The COVID-19 pandemic put millions of people out of work in early 2020. Even though some people have managed to return to their jobs, many are still relying on unemployment benefits for financial support.
With tax season set to start in mid-February, many people who received unemployment checks in 2020 are about to get a nasty surprise. When you prepare your 2020 federal tax returns, you're going to have to report those unemployment benefits as income to the IRS and probably pay taxes on it.
How unemployment checks get treated for federal taxes
The federal definition of gross income includes money you receive as benefits from unemployment insurance. The general idea is that if you were working, the money that you'd get as wages or salary would be taxed. Therefore, money you receive in lieu of working should get treated the same way.
The IRS will collect taxes on unemployment assistance regardless of whether it comes from federal or state unemployment insurance funds. Further support from special unemployment programs also typically gets included.
The only exception is if your employer has created a private fund to which you're required to make contributions from your own pay. In that case, you don't have to pay tax, assuming what you get is less than what you paid into the fund. If your benefits exceed your contributions, however, then you'll be on the hook at tax time for the excess.
A break on payroll taxes
Given the IRS's stance on how unemployment benefits are like wage income, you might reasonably think that the tax agency would hit you for payroll taxes to support Medicare and Social Security as well. However, those payroll taxes do not apply to unemployment checks.
You typically won't have an extra 7.65% taken out of your federal or state unemployment benefits.

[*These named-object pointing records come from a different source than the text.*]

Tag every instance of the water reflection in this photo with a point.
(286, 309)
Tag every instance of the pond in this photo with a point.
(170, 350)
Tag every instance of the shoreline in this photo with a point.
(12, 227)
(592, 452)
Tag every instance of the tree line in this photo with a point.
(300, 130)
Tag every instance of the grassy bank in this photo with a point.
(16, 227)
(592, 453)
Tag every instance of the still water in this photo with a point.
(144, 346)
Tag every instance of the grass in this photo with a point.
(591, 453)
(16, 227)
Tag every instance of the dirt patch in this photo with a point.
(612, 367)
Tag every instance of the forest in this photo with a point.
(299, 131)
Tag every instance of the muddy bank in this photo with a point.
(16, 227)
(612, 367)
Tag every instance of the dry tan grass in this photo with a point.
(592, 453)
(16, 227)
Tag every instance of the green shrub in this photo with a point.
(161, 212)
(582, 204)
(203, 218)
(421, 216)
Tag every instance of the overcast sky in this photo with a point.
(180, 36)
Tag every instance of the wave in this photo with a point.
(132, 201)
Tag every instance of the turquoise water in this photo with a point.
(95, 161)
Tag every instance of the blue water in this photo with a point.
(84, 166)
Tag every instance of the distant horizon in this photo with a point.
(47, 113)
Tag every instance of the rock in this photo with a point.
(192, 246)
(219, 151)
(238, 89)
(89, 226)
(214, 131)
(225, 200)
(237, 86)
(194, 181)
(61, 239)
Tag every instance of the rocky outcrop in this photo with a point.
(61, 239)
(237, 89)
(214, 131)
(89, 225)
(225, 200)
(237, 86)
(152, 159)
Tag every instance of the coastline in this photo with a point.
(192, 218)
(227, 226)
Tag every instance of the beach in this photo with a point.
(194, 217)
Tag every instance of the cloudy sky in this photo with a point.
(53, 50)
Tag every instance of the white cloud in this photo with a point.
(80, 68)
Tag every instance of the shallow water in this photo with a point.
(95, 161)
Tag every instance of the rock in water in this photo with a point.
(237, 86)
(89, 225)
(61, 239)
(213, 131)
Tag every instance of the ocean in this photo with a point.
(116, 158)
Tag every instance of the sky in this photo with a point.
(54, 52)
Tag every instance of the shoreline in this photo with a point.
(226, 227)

If your company offers its own private supplemental unemployment benefit fund, those benefits might be subject to withholding. In that case, check with your employer's HR department for more information.
Taking a double hit
If your state charges its own income tax, you'll likely have another tax bill to pay on your unemployment checks. Only a few states, including Alabama, California, Montana, New Jersey, Pennsylvania, and Virginia, have special provisions making unemployment benefits exempt from state income tax.

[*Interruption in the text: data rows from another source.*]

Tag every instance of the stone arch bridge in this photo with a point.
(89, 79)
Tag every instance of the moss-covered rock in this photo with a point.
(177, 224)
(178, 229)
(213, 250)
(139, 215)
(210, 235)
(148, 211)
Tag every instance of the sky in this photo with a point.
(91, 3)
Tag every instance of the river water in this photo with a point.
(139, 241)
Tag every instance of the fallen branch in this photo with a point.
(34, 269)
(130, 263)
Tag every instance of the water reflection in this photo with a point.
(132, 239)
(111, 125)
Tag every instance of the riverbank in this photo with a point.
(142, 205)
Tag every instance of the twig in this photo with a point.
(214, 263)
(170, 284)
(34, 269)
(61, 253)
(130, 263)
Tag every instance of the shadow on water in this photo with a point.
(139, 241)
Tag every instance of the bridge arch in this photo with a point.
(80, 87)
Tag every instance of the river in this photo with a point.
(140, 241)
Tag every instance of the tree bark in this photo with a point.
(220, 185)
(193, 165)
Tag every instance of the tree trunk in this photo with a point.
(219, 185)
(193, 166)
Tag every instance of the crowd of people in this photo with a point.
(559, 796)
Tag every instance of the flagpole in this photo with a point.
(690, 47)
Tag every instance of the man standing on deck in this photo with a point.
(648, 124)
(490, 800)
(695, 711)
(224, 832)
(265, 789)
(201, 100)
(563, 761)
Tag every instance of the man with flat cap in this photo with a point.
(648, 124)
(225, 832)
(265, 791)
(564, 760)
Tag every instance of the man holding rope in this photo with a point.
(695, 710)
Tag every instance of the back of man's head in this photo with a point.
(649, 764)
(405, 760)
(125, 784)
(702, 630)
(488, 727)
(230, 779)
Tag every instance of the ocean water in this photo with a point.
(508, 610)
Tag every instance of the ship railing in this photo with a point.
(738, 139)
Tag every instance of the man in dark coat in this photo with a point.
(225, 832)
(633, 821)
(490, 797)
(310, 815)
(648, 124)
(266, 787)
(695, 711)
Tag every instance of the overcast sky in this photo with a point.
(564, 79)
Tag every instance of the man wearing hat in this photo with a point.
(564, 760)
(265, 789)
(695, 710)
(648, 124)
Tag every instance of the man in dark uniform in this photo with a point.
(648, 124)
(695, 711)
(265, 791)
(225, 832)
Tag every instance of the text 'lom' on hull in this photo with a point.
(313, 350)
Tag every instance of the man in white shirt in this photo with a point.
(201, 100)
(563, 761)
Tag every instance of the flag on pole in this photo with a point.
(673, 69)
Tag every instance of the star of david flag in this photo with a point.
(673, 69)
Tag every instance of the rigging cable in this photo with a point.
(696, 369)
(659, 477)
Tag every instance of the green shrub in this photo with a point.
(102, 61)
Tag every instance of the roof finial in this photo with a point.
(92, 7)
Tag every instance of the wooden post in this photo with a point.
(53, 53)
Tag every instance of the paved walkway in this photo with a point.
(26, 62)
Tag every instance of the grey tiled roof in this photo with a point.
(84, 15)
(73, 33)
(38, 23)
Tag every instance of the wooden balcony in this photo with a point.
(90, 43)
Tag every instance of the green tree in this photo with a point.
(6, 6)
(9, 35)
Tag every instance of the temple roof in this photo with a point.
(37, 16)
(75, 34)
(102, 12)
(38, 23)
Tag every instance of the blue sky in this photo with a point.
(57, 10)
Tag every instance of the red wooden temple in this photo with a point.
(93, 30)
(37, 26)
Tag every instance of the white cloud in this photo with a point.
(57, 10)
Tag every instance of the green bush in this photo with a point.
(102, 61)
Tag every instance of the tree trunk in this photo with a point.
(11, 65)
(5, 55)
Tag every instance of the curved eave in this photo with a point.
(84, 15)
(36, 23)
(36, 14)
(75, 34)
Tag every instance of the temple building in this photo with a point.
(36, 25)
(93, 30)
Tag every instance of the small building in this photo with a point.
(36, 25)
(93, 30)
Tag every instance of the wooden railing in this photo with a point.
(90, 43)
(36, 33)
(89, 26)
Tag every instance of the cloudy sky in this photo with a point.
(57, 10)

Also, even though you're taxed as though the money you're receiving is income, you don't get to treat it as earned income for tax purposes. The biggest problem with that is that unemployment benefits don't count toward determining how much you'll receive from the federal earned income tax credit. For many struggling low- and middle-income taxpayers, the earned income tax credit provides thousands of dollars in tax relief. But even at a time when you need that help the most, unemployment benefits don't get you additional credit amounts.
Dealing with taxes when you're out of work might seem unfair, but it's important to be prepared.
You can typically have money withheld from your unemployment check to go toward taxes. That way, the money that you owe is never in your hands in the first place. Alternatively, you might need to make quarterly estimated tax payments in order to avoid penalties.
It might sound crazy to have money taken out of your checks when you need every dollar you can get. Still, knowing the rules helps you avoid the much larger problem of a huge unexpected tax bill in April.